Today we came across a Sargavan merchant ship under attack by a Shackles drekar. Once the pirates inevitably won, they turned toward Crisis, rightly wary. I signaled the attack, and battle was joined. Their catapult had range on us, and our sails took a bit more damage than I might’ve liked, but Reiko’s skill at the helm soon closed the gap.

She recognized the ship – called Devil’s Pallor – and said ‘er captain was a hobgoblin called Svard. No clue what a hobgoblin is, and Reiko was no help. Feruzi tried, an’ I seem ta recall declaring her Loremaster for it, but really I should’ve just sought out Kroop. The old man knows just about everything.

At any rate, we got within boarding range, so I boarded the drekar and challenged the captain, the ugly brute. Whereupon he shot me with a crossbow. What a dick! I think it was even poisoned, but it didn’t slow me much. We engaged the bastard in melee, and what did give me pause was his sword arm. He almost took my bloody leg off with his weird curved sword, like an oversized kukri.

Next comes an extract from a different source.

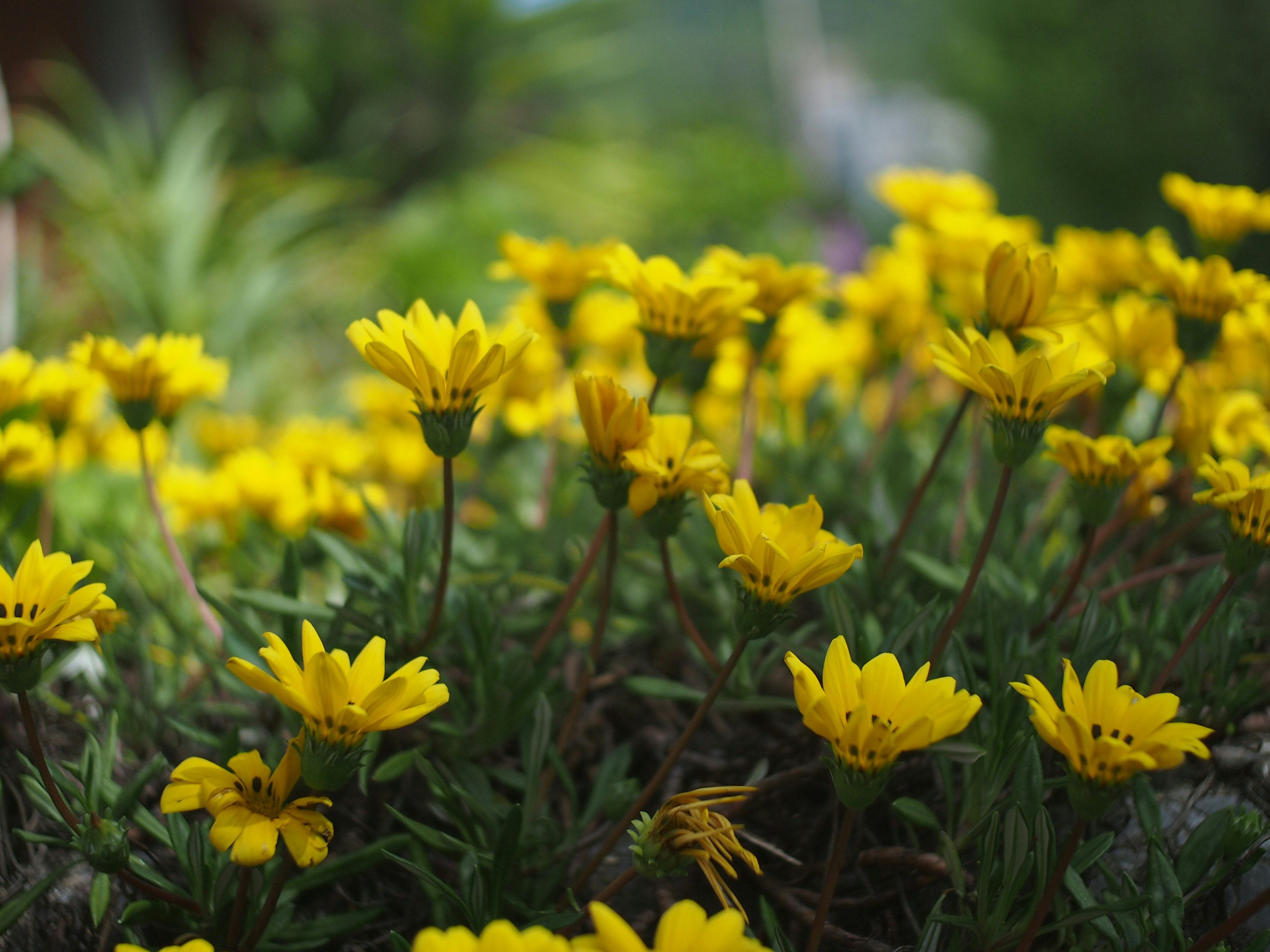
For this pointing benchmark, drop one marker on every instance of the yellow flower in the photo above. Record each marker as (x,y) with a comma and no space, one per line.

Reiko waded in and ended the fight, as is her way, and Svard’s crew lost their will to repel us. A bit of quick looting, redistribution of crew assets, and placing the samurai in charge of Devil’s Pallor, then we took both ships to pursue the Sargavan vessel – Sea Chanty – to make sure they weren’t transporting slaves and to collect a reward for services rendered.

Their captain was agreeable enough once she’d stopped running. I accepted her offered reward and verified that the ship was slave-free and seaworthy, then ordered my crew to depart and leave them in peace. No one seems to know what to make of it when I do things like this. I prefer it that way.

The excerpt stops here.